Philippe Barraud qui connaît bien son monde politique, médiatique et économique - il a traîné ses guêtres à la Gazette de Lausanne, à L'Hebdo et au Temps - nous montre comment tout ce petit monde économico-politico-médiatique s'empare très rapidement de cette nouvelle pour servir ses intérêts.
Certes on retrouve au passage les préoccupations de l'auteur telles qu'il les exprime sur Commentaires.com, mais cela
n'est pas le moins du monde rédhibitoire. Il ne s'agit pas en l'occurrence pour lui de convertir, mais de montrer tout simplement, en laissant le lecteur juge de la comédie humaine telle qu'elle
se joue aujourd'hui sous nos yeux, avec pour décor les dernières inventions technologiques.

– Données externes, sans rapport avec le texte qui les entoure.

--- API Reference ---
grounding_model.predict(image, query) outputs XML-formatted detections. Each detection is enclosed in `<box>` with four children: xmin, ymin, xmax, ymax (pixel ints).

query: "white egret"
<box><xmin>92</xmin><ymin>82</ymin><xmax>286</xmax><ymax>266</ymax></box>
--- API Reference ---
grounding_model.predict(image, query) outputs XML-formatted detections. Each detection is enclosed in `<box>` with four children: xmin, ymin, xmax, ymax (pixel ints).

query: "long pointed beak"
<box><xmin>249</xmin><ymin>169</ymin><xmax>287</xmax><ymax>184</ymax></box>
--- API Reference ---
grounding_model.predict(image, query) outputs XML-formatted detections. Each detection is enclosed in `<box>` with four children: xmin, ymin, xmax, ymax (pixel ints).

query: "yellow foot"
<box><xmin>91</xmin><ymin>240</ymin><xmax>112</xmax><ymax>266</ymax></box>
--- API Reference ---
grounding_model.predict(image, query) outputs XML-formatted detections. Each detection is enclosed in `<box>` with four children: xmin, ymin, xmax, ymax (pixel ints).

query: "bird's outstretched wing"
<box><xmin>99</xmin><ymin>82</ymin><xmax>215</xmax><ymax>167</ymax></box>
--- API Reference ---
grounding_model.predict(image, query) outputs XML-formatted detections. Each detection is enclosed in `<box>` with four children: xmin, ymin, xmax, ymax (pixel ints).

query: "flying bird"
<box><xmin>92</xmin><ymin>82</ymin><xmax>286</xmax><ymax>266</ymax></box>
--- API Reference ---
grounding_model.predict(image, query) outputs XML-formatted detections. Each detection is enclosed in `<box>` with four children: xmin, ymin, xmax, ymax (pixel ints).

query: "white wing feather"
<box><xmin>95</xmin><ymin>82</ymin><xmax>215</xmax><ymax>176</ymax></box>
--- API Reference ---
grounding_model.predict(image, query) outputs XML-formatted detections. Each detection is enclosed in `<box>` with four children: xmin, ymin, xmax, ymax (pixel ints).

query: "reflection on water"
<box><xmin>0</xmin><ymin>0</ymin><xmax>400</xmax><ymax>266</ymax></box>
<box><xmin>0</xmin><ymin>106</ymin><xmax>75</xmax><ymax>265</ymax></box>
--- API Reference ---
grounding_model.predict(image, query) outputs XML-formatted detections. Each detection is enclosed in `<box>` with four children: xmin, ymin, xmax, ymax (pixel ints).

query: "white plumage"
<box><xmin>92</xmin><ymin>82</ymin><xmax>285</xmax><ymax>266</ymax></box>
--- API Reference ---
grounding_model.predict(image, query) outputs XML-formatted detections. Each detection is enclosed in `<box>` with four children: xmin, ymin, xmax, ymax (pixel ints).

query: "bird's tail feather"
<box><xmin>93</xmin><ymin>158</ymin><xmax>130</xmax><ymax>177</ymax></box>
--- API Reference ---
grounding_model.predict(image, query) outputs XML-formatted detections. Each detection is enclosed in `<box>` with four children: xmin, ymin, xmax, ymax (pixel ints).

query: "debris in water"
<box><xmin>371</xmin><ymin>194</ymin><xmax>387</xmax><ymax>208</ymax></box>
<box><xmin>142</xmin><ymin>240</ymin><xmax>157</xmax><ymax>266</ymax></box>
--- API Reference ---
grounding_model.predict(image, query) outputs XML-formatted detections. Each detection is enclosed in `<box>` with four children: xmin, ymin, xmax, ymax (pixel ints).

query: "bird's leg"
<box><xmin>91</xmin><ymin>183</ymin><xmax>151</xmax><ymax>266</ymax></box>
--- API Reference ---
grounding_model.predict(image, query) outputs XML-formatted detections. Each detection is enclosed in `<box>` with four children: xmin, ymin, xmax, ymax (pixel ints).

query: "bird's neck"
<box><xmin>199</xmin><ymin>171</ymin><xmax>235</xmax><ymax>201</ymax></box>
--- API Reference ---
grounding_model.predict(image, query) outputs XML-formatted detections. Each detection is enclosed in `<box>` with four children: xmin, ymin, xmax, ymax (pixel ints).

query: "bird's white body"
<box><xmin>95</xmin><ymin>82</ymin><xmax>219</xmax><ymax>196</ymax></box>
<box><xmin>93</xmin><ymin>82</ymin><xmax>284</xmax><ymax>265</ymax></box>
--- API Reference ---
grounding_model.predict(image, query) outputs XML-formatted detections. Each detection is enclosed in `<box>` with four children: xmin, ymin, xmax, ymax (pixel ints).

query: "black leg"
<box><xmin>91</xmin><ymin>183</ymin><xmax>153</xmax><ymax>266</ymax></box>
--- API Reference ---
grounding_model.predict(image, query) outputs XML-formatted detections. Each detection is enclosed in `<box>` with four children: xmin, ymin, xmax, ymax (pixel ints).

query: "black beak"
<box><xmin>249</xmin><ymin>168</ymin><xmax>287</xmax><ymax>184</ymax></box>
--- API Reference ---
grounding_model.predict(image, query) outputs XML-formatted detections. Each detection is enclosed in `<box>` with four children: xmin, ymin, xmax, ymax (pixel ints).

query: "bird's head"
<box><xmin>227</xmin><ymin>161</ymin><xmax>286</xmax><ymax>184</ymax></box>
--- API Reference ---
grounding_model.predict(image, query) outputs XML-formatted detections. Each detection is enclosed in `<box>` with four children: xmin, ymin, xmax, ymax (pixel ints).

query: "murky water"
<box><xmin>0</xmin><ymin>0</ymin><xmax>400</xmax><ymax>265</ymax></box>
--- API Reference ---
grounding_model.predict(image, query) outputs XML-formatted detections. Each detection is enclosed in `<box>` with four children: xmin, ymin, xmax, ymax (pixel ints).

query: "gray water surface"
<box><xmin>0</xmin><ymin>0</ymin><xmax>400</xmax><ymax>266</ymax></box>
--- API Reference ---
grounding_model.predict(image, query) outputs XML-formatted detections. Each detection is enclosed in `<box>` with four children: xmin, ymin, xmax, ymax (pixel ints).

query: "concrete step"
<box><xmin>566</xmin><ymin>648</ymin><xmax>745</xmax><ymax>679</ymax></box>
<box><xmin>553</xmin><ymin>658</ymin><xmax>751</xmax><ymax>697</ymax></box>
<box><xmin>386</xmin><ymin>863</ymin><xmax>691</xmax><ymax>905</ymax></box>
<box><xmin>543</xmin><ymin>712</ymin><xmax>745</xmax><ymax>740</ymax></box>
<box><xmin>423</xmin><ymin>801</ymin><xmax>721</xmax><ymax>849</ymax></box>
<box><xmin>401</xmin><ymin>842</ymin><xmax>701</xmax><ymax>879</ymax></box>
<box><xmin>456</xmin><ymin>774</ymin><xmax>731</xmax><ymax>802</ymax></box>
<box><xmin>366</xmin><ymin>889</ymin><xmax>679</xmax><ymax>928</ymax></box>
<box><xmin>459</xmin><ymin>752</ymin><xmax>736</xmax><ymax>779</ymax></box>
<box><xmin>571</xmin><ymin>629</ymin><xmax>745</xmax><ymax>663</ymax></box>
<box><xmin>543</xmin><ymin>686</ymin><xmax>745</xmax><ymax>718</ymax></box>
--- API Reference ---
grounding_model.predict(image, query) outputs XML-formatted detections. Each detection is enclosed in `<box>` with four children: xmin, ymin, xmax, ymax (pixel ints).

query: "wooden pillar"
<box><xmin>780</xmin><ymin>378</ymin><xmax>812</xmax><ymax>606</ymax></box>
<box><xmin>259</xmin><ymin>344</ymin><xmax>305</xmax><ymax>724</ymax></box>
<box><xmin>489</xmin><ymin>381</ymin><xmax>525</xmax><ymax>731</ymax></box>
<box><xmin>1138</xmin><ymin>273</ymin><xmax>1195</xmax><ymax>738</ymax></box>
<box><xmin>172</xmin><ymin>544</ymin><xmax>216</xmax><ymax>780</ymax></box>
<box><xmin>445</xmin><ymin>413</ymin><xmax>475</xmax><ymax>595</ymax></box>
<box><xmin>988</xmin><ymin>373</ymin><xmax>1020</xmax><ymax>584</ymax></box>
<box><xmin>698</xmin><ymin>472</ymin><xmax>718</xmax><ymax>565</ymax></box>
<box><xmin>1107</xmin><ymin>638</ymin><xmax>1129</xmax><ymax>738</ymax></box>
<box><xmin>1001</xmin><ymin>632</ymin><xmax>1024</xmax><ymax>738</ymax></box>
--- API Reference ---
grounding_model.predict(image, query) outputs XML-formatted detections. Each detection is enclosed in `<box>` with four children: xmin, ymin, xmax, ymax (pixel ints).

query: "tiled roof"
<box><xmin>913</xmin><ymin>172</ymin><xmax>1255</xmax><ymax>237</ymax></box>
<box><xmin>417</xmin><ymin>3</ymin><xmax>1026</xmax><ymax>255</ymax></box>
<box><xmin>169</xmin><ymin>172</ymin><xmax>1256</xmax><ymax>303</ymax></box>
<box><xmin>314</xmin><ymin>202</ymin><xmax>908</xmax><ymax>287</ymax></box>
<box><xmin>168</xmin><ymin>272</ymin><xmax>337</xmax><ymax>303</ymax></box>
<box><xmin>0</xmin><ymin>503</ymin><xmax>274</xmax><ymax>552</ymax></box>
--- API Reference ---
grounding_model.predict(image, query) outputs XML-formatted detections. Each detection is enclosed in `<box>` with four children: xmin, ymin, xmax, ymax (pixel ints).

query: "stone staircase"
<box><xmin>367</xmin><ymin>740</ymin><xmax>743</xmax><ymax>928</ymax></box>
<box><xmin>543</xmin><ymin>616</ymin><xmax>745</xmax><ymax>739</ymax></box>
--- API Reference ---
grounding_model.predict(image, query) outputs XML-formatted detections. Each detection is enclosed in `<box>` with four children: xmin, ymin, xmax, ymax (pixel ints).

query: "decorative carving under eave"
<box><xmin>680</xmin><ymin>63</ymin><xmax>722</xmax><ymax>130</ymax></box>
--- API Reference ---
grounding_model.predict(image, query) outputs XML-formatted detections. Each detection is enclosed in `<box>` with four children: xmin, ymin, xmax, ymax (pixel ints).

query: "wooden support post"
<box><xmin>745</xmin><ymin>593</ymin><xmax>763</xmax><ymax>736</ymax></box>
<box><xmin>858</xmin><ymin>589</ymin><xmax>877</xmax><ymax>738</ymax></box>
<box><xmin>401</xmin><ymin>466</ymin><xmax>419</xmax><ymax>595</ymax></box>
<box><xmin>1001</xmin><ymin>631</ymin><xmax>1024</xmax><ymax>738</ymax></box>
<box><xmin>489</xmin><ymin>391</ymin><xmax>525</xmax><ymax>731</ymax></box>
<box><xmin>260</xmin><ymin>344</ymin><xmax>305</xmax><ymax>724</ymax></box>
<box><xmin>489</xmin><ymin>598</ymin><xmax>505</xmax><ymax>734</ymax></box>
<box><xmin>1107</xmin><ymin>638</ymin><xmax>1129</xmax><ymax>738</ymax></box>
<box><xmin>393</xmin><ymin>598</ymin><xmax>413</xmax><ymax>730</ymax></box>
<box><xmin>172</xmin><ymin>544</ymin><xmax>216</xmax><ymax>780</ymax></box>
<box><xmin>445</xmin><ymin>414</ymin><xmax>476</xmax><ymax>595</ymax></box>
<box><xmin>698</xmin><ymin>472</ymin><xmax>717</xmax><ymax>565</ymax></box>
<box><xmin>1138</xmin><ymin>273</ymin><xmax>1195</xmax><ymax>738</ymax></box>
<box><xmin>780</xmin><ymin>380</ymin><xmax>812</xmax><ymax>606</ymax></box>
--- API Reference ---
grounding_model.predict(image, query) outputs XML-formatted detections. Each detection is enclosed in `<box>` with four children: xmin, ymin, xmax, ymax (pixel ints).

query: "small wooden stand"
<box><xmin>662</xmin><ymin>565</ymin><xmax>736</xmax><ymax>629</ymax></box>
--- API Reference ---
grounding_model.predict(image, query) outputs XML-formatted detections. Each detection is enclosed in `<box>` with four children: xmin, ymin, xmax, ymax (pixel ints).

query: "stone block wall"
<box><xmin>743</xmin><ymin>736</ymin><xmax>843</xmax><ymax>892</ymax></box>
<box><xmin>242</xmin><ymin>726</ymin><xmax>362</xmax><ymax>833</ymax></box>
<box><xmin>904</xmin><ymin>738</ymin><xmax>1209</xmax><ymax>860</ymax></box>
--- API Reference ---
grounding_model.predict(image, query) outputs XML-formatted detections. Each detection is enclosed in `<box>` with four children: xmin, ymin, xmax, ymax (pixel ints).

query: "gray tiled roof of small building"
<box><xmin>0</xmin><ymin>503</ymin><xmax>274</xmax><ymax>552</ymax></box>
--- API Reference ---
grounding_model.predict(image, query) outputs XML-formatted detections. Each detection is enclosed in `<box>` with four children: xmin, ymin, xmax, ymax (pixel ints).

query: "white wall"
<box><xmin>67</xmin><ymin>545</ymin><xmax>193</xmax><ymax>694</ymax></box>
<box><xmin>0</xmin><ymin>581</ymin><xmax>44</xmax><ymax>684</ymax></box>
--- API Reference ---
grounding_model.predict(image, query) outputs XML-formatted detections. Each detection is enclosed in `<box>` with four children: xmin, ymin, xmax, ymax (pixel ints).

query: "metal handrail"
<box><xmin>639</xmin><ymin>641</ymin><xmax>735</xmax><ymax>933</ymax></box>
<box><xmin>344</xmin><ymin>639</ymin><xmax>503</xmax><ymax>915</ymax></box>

A la fin du livre la sphère, qui a des soeurs sur d'autres planètes, ne livre pas ses secrets. Elle reste silencieuse sur elle-même, comme les autres, après avoir généré beaucoup de bruit
autour d'elle et beaucoup d'effervescence. Très poètiquement au fond l'auteur nous parle d'elle et de ce qui advient d'elle, à travers les yeux de Christophe, de Grand-Pierre et de Claudia, une
femme sensible et courageuse, qui vit dans les parages avec sa fille et qui s'est jointe au duo originel.
Philippe Barraud apparaît donc sous un autre jour que celui du journaliste aux formules qui font mouche et ce n'est pas à son désavantage. S'il nous parle en effet de technologie
savamment, il nous parle aussi bien avec tendresse de ces montagnes alpines où il passe lui-même une partie de son temps.